Many researchers have now trained their attention on alpha-synuclein. Mutations in the gene that encodes alpha-synuclein cause a rare inherited form of Parkinson’s, and just having extra copies of the normal gene is enough to produce symptoms. Upon autopsy, synuclein pathology is seen in about 90 percent of people who have “sporadic,” or non-genetic, forms of Parkinson’s.

To Michael K. Lee, a Johns Hopkins pathologist who studies synuclein, the protein is “guilty by association.” While there is no direct proof so far that synuclein causes sporadic Parkinson’s disease, “if your fingerprints are on the crime scene, then you must have something to do with it,” he says.

Not everyone is as convinced. “Alpha-synuclein is the tombstone, a marker of neurons affected in the disease process, but it may not be the cause of death,” points out Mayo Clinic geneticist Matt Farrer, whose own lab is heavily involved in synuclein research. “I don’t think we can look at Parkinson’s disease as purely an alphasynuclein disorder. That would be just as dangerous as thinking of it as purely a dopaminergic disorder.”

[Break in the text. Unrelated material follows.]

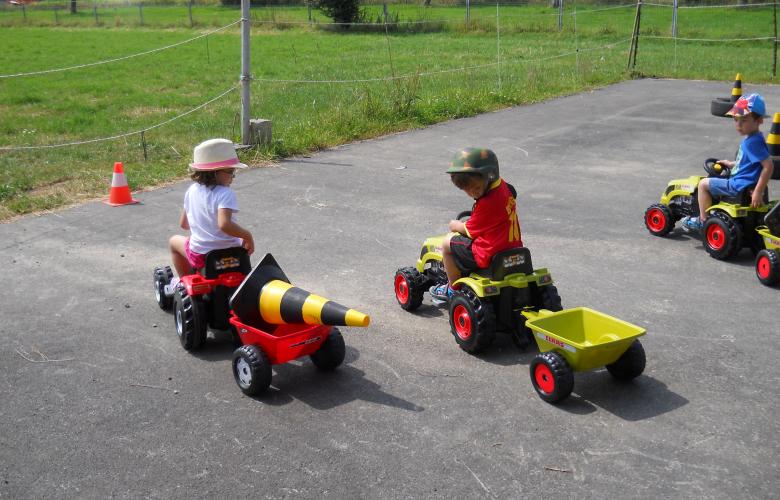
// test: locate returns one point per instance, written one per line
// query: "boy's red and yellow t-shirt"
(493, 225)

At least four major drug companies are already developing drugs targeted at synuclein, according to Langston. Others are trying to use RNA interference, a therapeutic technique that can selectively block gene transcription, to knock down the amount of synuclein.

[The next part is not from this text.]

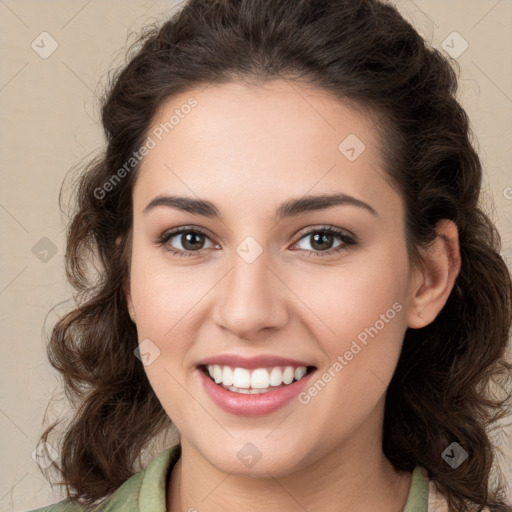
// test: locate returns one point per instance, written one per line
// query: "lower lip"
(252, 405)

“There are a number of compounds out there that have been shown to prevent synuclein aggregation, or even dissolve it, in vitro,” says Lee. “The question is, will they work in the brain?”

Farrer, despite his caution, is excited by the evolution under way in the field. “We’re finally making progress in understanding the root causes, finding targets for novel therapies, and making more appropriate models in which their efficacy can be judged,” he says. “These are fantastic advances for practitioners and patients … and, oh yes, drug companies, too.”